Usul-i Pezdevî'de: "Şeriat geldikten sonra haram olduğuna dair delil bulunmadıkça icma ile malların mubah olmasıdır. Çünkü Allah-ü Teâlâ: "hüvellezi haleka leküm mâ filardı cemîan"kavl-i kerîmi ile bütün malları mubah kılmıştır." diye zikredilmiştir.
2) Kâfirler imân ile, içki haddinden başka ukûbât (cezalar) ile ve muameleler ile muhatabdırlar ibâdetler ile muhatab olmalarında ihtilâf vardır. Nitekim bu bahis cihâd bahsinin evvelinde beyan edilmiştir.
3) "Kâfirler hakkında malların dokunulmaz olması zahir değildir." ifadesinin mânâsı "mallar onlar için mubahtır" demektir. "Bu ifadede eşyada asıl olan mubah olmasıdır." diyenlerin kavline dönüş vardır.
4) "Eşyada asıl olan mubah olmasıdır.""görüşünü Mutezile'ye nisbet etmek usûl kitablarında beyan edilene muhaliftir, İbn-i Hümâm'ın "Tahrir" isimli kitabında Hanefi ile Şafiî cumhur fukahasının muhtar olan kavline göre; "Eşyada asıl olan mubah olmasıdır." denilmiştir.

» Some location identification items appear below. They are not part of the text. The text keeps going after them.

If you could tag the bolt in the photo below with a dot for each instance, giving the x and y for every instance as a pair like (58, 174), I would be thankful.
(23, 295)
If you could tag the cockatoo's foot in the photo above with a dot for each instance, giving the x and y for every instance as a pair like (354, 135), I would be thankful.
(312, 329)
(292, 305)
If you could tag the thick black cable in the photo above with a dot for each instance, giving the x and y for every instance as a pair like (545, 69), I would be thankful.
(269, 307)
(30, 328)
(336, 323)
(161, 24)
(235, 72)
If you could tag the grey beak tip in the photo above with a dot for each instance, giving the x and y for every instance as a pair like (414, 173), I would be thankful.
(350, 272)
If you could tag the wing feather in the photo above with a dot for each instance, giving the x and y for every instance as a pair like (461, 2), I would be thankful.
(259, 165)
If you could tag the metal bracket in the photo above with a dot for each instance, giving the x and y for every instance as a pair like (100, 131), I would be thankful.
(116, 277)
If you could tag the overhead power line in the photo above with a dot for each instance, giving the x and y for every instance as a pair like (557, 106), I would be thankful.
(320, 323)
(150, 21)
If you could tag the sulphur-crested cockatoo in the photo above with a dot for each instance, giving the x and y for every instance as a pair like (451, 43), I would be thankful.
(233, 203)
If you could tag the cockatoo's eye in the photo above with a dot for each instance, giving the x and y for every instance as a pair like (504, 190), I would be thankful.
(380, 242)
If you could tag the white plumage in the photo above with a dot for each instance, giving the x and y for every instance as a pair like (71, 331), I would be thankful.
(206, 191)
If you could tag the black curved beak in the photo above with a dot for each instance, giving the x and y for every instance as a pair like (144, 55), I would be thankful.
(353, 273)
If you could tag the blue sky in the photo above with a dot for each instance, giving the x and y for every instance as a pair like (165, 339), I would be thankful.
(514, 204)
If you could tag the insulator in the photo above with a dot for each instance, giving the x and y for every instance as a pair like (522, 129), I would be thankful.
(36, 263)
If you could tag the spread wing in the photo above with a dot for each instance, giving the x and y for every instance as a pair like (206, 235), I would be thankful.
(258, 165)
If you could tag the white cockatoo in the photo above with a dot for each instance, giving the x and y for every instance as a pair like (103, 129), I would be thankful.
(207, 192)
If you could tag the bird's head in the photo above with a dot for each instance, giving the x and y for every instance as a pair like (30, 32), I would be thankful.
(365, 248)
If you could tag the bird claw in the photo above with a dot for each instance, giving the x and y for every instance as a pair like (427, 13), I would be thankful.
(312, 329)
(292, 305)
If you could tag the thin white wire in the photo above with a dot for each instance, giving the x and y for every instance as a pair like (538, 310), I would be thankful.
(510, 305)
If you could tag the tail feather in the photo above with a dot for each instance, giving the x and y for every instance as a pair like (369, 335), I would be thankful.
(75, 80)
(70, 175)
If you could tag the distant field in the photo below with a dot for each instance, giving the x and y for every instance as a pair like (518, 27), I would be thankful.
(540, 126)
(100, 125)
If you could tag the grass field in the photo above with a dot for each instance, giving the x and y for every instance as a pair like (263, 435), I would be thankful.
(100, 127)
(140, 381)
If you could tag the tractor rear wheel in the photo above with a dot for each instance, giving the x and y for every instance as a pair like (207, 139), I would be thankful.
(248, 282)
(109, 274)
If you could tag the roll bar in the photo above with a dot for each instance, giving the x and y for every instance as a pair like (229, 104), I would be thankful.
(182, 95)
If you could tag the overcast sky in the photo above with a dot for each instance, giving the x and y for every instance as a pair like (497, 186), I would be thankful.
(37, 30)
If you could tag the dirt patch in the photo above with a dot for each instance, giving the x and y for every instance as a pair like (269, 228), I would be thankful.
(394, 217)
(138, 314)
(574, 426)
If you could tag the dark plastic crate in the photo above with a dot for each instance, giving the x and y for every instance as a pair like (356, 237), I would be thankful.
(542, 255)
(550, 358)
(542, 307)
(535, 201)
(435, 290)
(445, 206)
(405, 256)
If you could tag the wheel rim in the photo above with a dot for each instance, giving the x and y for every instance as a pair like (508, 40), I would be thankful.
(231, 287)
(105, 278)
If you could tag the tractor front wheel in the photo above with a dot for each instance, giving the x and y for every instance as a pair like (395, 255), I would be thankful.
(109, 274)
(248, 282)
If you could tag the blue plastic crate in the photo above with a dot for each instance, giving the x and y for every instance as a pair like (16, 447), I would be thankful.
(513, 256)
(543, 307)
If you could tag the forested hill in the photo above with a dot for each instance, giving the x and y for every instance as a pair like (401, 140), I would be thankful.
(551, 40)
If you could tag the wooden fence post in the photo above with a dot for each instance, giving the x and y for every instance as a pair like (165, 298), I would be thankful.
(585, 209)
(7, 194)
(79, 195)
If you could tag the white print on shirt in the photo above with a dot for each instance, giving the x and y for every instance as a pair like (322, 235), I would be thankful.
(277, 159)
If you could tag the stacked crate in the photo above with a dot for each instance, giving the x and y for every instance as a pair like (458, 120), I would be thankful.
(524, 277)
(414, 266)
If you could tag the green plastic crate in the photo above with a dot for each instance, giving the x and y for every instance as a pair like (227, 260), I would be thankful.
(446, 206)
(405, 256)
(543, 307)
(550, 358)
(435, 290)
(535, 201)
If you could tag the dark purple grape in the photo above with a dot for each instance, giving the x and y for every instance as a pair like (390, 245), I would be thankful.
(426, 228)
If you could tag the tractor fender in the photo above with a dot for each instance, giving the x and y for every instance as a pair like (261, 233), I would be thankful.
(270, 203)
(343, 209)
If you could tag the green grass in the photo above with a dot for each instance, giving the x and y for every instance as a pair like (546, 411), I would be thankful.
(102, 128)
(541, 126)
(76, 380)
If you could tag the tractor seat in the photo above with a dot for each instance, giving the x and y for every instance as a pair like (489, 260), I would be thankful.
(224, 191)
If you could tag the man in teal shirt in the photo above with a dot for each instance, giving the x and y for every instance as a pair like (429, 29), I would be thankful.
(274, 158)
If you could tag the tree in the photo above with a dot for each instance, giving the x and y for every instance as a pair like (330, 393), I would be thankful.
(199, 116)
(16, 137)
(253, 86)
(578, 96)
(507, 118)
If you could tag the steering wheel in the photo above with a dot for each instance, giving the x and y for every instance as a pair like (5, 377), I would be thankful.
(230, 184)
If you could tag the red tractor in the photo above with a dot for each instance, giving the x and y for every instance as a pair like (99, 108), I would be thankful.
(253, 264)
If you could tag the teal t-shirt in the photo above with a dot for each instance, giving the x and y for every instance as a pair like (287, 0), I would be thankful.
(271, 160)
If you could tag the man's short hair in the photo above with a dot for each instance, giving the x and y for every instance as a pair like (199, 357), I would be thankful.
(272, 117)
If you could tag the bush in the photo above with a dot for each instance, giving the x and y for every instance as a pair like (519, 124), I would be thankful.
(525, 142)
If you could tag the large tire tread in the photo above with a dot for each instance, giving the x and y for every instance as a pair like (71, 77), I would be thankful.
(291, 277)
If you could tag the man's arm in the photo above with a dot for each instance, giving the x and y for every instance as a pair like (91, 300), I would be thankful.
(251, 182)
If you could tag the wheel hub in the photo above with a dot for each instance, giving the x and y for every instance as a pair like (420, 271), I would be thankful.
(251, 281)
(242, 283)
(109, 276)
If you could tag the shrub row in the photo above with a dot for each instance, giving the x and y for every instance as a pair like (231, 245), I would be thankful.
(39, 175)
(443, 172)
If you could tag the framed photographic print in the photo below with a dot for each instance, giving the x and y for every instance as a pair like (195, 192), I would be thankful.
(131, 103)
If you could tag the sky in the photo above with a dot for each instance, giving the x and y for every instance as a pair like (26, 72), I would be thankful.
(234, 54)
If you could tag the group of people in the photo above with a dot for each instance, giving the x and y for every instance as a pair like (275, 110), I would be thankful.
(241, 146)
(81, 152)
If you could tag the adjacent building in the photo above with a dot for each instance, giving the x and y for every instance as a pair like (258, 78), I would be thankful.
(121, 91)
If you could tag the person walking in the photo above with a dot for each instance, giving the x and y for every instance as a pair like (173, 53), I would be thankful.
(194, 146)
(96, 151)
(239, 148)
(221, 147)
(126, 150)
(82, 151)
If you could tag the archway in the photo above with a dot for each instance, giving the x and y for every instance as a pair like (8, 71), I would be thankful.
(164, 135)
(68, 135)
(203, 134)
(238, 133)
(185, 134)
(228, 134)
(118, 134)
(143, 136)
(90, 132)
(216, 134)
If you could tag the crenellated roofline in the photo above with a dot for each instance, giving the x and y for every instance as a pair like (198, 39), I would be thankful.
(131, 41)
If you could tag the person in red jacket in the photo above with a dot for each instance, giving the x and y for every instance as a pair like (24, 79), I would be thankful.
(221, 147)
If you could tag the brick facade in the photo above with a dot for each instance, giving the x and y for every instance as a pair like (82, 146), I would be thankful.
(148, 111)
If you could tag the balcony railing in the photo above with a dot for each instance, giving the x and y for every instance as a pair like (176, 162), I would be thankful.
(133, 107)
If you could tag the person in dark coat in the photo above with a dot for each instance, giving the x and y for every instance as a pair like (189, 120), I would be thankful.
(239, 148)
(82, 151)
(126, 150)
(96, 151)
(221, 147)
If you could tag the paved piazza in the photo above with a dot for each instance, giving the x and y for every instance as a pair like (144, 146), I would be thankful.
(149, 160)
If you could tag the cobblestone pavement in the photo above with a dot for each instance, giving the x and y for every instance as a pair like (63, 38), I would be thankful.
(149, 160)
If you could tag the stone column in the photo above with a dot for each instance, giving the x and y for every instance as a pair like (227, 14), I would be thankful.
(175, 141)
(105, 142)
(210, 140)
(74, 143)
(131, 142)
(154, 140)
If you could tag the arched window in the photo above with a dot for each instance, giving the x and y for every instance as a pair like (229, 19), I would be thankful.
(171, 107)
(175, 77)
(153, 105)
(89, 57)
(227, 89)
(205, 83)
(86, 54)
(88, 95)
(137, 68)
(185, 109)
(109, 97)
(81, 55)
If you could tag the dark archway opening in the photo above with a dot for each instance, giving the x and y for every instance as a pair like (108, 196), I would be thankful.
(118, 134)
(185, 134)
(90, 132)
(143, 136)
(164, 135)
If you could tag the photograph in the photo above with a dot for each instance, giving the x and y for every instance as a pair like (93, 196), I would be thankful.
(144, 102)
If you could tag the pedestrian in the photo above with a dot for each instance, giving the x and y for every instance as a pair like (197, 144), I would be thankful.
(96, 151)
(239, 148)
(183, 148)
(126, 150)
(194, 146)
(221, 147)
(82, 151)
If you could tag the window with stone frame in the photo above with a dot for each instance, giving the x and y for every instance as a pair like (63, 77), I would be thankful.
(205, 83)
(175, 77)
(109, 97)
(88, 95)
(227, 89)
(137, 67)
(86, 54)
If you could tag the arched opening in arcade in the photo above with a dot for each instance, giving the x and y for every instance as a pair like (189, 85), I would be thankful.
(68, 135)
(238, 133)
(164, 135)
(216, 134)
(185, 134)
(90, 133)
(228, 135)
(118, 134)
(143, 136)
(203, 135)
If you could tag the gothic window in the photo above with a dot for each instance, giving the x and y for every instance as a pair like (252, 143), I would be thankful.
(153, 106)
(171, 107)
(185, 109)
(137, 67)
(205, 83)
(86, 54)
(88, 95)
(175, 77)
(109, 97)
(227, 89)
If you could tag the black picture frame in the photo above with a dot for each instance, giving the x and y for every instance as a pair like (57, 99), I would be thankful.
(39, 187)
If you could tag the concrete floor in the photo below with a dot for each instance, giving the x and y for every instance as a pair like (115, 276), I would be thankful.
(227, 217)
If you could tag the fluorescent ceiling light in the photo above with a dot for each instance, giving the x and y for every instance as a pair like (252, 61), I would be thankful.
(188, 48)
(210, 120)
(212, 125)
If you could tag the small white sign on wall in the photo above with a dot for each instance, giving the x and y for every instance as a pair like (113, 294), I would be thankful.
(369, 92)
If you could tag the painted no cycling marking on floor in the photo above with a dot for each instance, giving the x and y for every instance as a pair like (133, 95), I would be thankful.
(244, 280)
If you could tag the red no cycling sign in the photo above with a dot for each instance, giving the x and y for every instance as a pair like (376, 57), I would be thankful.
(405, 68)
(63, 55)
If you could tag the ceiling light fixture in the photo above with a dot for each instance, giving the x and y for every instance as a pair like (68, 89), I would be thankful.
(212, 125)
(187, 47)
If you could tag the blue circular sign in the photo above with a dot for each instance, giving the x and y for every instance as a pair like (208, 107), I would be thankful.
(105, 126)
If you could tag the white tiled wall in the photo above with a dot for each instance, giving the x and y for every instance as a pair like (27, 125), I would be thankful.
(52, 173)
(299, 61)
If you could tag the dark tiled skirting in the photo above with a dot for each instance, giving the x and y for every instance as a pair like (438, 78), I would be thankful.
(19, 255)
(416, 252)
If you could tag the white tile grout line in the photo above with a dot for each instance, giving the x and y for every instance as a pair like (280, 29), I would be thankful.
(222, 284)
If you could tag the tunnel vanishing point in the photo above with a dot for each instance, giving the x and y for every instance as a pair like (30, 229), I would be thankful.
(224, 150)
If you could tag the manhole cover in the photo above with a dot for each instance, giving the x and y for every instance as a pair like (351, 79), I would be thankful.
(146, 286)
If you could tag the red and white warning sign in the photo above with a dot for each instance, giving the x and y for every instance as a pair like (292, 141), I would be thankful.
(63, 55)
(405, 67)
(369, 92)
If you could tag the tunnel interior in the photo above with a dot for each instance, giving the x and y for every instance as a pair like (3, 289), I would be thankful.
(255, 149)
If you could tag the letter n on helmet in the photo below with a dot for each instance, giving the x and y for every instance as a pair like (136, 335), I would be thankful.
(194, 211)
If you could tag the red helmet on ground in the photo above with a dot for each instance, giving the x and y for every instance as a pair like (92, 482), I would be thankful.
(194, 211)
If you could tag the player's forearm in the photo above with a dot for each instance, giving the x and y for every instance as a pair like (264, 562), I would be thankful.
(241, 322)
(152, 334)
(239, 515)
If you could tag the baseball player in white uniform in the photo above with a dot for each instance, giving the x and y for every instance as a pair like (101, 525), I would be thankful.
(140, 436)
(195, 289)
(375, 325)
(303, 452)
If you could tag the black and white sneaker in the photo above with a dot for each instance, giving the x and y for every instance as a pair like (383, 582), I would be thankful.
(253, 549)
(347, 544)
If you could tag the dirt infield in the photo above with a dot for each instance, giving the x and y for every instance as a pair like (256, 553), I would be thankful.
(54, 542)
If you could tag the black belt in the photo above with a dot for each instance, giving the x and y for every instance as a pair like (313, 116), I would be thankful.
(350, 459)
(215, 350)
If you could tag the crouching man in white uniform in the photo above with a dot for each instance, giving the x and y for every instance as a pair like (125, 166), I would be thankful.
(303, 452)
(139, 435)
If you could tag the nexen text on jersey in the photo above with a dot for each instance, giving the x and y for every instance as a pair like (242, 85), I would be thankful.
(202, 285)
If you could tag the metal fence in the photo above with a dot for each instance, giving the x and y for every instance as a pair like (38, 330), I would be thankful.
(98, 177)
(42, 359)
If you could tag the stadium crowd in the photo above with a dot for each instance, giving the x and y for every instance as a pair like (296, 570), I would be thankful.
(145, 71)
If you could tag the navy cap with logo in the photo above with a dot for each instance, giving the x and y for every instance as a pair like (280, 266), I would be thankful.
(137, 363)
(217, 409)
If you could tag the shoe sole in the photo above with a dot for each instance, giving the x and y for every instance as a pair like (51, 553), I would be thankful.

Usûl-i Pezdevî şerhinde Allâme Ekmel diyor ki: Biz Hanefilerin ve Şâfiîlerin ekseri fukâhasına göre, şeriatın mubah veya haram kılması caiz olan eşyanın şeriat gelmeden önce mubah olmasıdır ki, eşyada asıl olan budur. Hatta şeriat kendisine erişmeyen kimsenin dilediğini yemesi mubahdır. Buna İmam Muhammed İkrah Bahsinde "Laşenin yenmesi, şarabın içilmesi ancak şeriat tarafından yasak edilmekle haram olmuştur." diyerek "mubahın asıl, haramın yasak sebebiyle sonradan olduğuna" işaret etmiştir. Bu, Cübbaî, Ebû Haşim ve Zahirîlerin kavlidir.
Biz Hanefiler ile Şâfiilerin bazı fukâhasına ve Bağdat Mutezilesine göre, eşyada asıl olan haram olmasıdır.
Eşariler ile bütün hadîscilere göre eşyada asıl olan tevakkufdur. Hatta şeriat kendisine erişmeyen kimse bekleyip hiç bir şey yiyip içmez. Eğer bir şey yiyip içerse, onun fiil helâl ve haram ile vasıflanmaz.
Bağdatlı Abdülkahir bunun mânâsı, "sevaba ve günâha girmez" demektir, demiştir. Şeyh Ebû Mansûr da buna meyletmiştir.
"Onların arkasına düşmek biz müslümanlara farzdır ilh..." Yani kâfirler müslümanların mallarını elde ederek dar-ı harbe götürmek isteseler, müslüman memleketinde bulundukları müddetçe bunları onların elinden almak için arkalarına düşmek farzdır. Elde ettikleri malları dar-ı harbe götürmüş olurlarsa, artık takib etmek farz olmaz. Evlâ olan takib edilmesidir. Ama kadınlar ite çocukları dar-ı harbe götürmüş olurlarsa, onları takib etmek farzdır. Meğerki kuvvet ve imkân mevcud bulunmasın.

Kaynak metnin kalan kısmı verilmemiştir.